Setelah salat magrib, sebagaimana didengar dari Alfiah, Soedirman memanggil istrinya ke kamar. Di dalam, dia berkata, "Bu, aku sudah tidak kuat. Titip anak-anak. Tolong aku dibimbing tahlil.” Alfiah menuntunnya mengucap Laa Ilaha Illallah, dan Soedirman mengembuskan napas terakhir. 

 Kisah Asmara di Wiworo Tomo 

Soedirman memang begitu sayang kepada istrinya. Menurut Mohamad Teguh Bambang Tjahjadi, 63 tahun, putra bungsu Soedirman, ibunya pernah bercerita bagaimana bapaknya tergolong teliti untuk urusan kosmetik dan busana. "Bapak selalu memilihkan bedak dan busana untuk Ibu. Ibu tinggal mengenakan," ujar Teguh. Bapaknya ternyata juga suka menjaga penampilan agar rapi dan berwibawa, terutama saat berpidato.

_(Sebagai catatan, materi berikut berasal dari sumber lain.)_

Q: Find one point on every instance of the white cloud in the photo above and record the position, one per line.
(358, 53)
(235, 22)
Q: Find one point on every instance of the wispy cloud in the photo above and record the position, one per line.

Ibunya sekali waktu bercerita, pernah saat Soedirman berpidato, ia merasa cemburu. Soedirman saat itu berpidato di hadapan putri-putri Keraton Solo. Mereka terlihat kagum pada penampilannya yang besus atau selalu rapi. Selesai pidato, Alfiah berseloroh, "Kamu senang, ya? Kalau begitu mau lagi?" Soedirman langsung menjawab, "Ya tidak, kan aku sudah punya kamu."

Kisah asmara Soedirman dan Alfiah dimulai di Perkumpulan Wiworo Tomo, Cilacap. Soedirman tersohor sebagai pemain sepak bola dan pemain tonil atau teater. Dia dijuluki Kajine karena alim. Tatkala menjadi ketua, Soedirman memilih Alfiah sebagai bendahara Perkumpulan. Salah seorang teman Soedirman, menurut Teguh, bercerita, banyak pemuda naksir kepada ibunya tapi tak berani mendekati karena segan kepada sang ayah.

Gosip Soedirman menaksir Alfiah, kata Teguh, bermula dari kebiasaan Soedirman berkunjung ke rumah Sastroatmodjo, orang tua Alfiah. Silaturahmi itu berkedok koordinasi internal Muhammadiyah. Kala itu Soedirman termasuk pengurus Hizbul Wathan dan Pemuda Muhammadiyah. Adapun orang tua Alfiah pengurus Muhammadiyah.

Saat menjadi guru HIS Muhammadiyah, Soedirman dikenal dermawan. Gajinya kerap dipakai membantu tetangga. Tatkala menjadi anggota Badan Penyediaan Pangan, lembaga penarik upeti di bawah Jepang, Soedirman bahkan tidak memaksa warga menyetor upeti jika kekurangan.

"Nenek tahu betul Soedirman muda naksir Alfiah. Nenek merestui karena kagum pada kealimannya. Nenek membujuk Kakek mau menerima Soedirman menjadi menantu. Saat itu, usia Bapak 20 tahun, Ibu 16 tahun."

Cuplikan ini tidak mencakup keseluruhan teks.